Ask your Family Dentist in Austin, Tx – The Dangers of Hepatitis and HIV
Medical conversations are difficult. It is certainly awkward to talk about specific decisions. Especially when most people attach a stigma to that condition. However, ignoring any attempt to create a level of awareness of these medical conditions increases not only an increased ignorance of the general populace, but it also increases the chances of other people spreading these diseases around. That is why on a global scale there is a push for sex education. And with a recent news story breaking out about a Tennessee dentist who could have possibly spread both Hepatitis B&C and HIV because of a failure to sanitize his equipment it is important for your family dentist to use this opportunity to talk about this to prevent it from happening again as much as possible.
So, we, dentists in Austin, Tx, will talk about and possibly dispel myths about Hepatitis and HIV.
Why Does a Doctor or Dentist Sterilize Equipment
I mentioned earlier it that a Dentist in Tennessee told the people in their area to get themselves checked for the possibility of HIV after failure to sterilize dental equipment. But why should patients get tested for HIV if the dentist was dealing with equipment that wasn’t reserved for a gynecology appointment? And why should equipment be sterilized before every use, doesn’t your immune system fight germs?
People base these questions on very dangerous misconceptions about how the diseases operate. Misconceptions that are consistently growing thanks to anti-government or anti-worldly sentiment. So, what is the truth? What can cause the spread of these conditions in the first place?
First, we will cover sterilization. Why is sterilization important before doctors use any medical equipment? The short answer is to decrease the chances of infection and slow down the spread of invasive bacteria and viruses. Diseases are easy to transmit through saliva, blood, and other fluids. So, it would make sense for dentists to take precautions with their equipment. Especially if they see multiple patients a day.
That does beg the question, “Can I get HIV from dirty surgical equipment?”
HIV and Hepatitis Transmission
HIV and Hepatitis B and C are a disease based on viral transmission. While most of the United States think both diseases because of sexual transmission, and often stigmatize it, this isn’t the only way that we can pass the virus along. In fact, there are multiple ways in which we can pass along this disease. These other methods include:
- Sharing needles or other injection drug equipment (works) with someone who has HBV
- Sharing razors, toothbrushes, or similar personal items with someone who has HBV
- Contact with the blood or open sores of a person who has HBV
- From an accidental prick or cut from an HBV-contaminated needle or other sharp object
- From a mother who has HBV to her child during childbirth
So, we can not just transmit this blood born pathogen responsible for HIV and HBV through sexual means. It can be given from a mother to a child. We can even pass it through a toothbrush. But how is that possible for a toothbrush to infect a person with these viruses?

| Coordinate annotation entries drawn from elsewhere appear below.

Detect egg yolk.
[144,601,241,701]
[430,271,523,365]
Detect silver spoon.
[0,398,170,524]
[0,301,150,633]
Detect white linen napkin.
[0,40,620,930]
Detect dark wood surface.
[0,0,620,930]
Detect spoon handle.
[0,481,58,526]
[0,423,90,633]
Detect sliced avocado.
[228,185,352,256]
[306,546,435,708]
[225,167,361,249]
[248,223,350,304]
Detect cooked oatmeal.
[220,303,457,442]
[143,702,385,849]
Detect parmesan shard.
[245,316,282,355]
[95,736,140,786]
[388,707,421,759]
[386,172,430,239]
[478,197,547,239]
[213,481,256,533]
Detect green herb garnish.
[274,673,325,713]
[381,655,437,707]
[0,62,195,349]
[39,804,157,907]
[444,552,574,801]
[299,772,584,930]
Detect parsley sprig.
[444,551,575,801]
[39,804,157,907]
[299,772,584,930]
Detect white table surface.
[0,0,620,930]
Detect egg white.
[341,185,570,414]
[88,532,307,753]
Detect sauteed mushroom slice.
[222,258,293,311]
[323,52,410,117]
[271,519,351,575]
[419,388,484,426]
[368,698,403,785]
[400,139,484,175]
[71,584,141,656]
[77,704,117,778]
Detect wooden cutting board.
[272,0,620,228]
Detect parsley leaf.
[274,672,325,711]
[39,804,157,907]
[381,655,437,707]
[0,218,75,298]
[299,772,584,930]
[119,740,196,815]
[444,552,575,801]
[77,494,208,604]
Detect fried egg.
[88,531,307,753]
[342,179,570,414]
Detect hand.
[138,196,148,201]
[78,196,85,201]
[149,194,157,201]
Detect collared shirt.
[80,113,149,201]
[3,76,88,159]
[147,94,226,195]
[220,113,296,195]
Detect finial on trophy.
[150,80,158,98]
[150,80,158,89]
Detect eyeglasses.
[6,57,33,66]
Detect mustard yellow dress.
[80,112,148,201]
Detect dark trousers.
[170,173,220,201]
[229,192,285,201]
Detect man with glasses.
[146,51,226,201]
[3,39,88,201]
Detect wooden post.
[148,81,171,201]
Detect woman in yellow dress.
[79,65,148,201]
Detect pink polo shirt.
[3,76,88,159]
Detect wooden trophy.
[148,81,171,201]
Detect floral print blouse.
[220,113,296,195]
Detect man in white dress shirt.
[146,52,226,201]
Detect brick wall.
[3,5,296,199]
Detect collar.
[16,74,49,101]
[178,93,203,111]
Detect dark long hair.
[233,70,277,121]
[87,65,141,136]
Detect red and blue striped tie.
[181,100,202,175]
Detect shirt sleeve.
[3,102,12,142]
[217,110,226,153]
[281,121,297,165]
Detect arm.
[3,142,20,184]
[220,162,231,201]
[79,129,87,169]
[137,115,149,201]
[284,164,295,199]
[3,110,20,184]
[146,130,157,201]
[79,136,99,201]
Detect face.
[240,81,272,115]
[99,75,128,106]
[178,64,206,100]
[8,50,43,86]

Dental Anatomy of Gums and Teeth
Surprisingly enough, our teeth and gums require a constant supply of blood flow. It is what keeps our tissues, and teeth alive. The blood flow provides oxygen and nutrients for the growth and preservation of both the teeth and gums. And it doesn’t take much to expose the bloodstream between the tooth and gum line. All it takes is a bit of gum recession from gingivitis or periodontitis and the blood vessels are exposed.
Combine this with dental equipment that are not properly sterilized by dentists, and you can see why the person who made the mistake urged people to get tested as soon as possible.
But if there is a possibility that someone gets any of these conditions at a dental office, what sort of procedure should you follow? Is there a cure for any of them?
What to Do if you Have HPV or HIV?
Hepatitis B- “Vaccination is the best way to prevent all of the ways that hepatitis B is transmitted. People with HIV who do not have active HBV infection should be vaccinated against it.”
Hepatitis C – Unfortunately, there is no vaccination or cure for the disease. This is where you would need to exercise the utmost caution.
HIV – While there is no cure for HIV it is managble thanks to antiretroviral therapy today. But we still have a long way to go and it is costly.
If you get any of these, seek help and do what you can to protect yourself and others around you.
I will end this on a final bit of advice. Patients, don’t be afraid to talk to your dentists about any concerns over this, even if they have been in practice for a long time. Mistakes happen, and if you feel unsafe, you should look into asking questions. If nothing else, you should not feel bad for protecting yourself by thinking a little critically.